# Goldsmith's of Grays



## annispice

Discussion thread for Goldsmith's of Grays. If you would like to add a comment, click the New Reply button


----------



## lazyjohn

What is 'Goldsmith's of Grays' please.

I can't find a search engine that has anything.


----------



## Pat Kennedy

One of our more illustrious members on this site, Stan Mayes, has written a very good account of his time with Goldsmiths of Grays who owned about sixty sailing barges before the war.
No doubt Stan will join in this thread when he sees it.
Regards, 
Pat


----------



## stan mayes

Good evening Pat,
Thankyou for those kind words and I hope you and family had a very
enjoyable time through Easter.
As you have done,I hope they are always referred to as sailing barges..
As they were the start of my career with shipping and the hard life entailed,
I will always be grateful that I experienced sailing in them..
Fortunately,many are still sailing although not in trade.
Although usually referred to as Thames sailing barges,many were owned by
companies in the Medway,Ipswich,Dover,Colchester,Maldon,Mistley and 
Essex creek ports.
The coastal sailing barges traded as far North as the Humber and South to 
Cornish ports - also to French ports.
Cargoes carried were various - coal,grain,cement,timber,cattlecake,naval 
stores etc.
The crew was a Skipper and Mate only and fully rigged they carried seven sails..
Regards,
Stan


----------



## lazyjohn

Thank you Stan and Pat,

Sounds fascinating, its such a shame that its all gone. 

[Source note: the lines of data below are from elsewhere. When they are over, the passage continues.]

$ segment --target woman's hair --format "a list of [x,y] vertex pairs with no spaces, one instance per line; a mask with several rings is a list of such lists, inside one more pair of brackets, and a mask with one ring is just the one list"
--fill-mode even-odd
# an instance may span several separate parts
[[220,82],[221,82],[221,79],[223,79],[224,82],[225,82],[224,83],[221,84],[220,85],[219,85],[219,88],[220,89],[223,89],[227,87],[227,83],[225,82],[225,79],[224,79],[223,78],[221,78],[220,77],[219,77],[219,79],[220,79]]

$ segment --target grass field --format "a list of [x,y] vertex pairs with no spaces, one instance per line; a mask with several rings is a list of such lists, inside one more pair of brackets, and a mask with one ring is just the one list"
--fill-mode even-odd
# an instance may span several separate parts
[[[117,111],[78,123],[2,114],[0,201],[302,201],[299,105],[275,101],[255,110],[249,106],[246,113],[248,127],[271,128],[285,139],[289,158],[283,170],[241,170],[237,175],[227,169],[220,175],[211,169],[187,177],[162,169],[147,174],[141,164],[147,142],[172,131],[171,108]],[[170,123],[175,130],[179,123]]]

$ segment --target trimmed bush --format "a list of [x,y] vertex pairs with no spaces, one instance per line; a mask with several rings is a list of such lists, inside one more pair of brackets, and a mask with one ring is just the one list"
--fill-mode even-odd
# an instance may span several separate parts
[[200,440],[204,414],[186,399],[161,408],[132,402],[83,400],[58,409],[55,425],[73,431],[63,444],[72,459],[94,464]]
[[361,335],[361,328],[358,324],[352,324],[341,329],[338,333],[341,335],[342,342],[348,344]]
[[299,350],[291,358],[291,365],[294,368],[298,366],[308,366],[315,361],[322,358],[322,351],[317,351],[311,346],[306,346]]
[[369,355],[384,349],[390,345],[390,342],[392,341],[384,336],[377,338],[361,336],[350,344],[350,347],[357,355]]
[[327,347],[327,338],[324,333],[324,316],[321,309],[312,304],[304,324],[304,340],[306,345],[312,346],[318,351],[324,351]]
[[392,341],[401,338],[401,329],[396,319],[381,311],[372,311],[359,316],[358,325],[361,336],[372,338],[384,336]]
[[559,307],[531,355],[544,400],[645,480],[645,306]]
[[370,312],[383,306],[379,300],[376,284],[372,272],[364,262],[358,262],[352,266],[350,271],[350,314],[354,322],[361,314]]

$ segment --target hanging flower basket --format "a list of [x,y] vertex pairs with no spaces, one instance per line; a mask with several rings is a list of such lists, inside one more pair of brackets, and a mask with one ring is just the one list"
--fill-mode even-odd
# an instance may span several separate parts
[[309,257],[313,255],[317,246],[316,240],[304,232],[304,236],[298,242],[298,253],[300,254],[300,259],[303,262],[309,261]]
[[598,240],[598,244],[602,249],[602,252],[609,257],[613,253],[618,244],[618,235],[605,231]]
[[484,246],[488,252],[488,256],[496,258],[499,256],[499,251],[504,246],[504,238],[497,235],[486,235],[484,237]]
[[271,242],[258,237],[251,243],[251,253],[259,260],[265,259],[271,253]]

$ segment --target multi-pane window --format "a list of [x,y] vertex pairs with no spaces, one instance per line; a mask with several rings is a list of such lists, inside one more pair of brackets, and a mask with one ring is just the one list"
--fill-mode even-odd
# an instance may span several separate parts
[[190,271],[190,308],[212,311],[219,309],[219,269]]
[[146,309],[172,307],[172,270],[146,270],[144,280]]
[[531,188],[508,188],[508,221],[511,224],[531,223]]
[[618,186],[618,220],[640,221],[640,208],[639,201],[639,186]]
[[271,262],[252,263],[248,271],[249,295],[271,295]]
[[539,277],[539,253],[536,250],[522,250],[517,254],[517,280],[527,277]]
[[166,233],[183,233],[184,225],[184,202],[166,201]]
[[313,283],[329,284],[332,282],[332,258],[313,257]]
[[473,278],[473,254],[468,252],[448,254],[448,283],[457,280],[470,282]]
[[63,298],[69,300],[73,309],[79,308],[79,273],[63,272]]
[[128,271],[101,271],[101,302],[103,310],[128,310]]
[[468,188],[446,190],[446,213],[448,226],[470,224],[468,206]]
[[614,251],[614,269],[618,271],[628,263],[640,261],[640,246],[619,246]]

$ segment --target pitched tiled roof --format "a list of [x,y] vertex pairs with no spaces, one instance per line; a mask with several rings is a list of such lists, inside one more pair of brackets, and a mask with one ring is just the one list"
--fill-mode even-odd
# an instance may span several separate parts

I spent my childhood in the East End and never even heard of them.

What caused their demise?


----------



## lazyjohn

Thanks for the message Pat. Understood. I anticipate a good read tonight.

I tried to reply in depth but your mail box is full.

Best wishes,

John.


----------



## Pat Kennedy

lazyjohn said:


> Thanks for the message Pat. Understood. I anticipate a good read tonight.
> 
> I tried to reply in depth but your mail box is full.
> 
> Best wishes,
> 
> John.


Cheers John, 
I have now made some room.
Pat


----------



## stan mayes

This Thread was started by Annispice three years ago!!
Where is she ? And why has it 'gathered dust'?
Stan


----------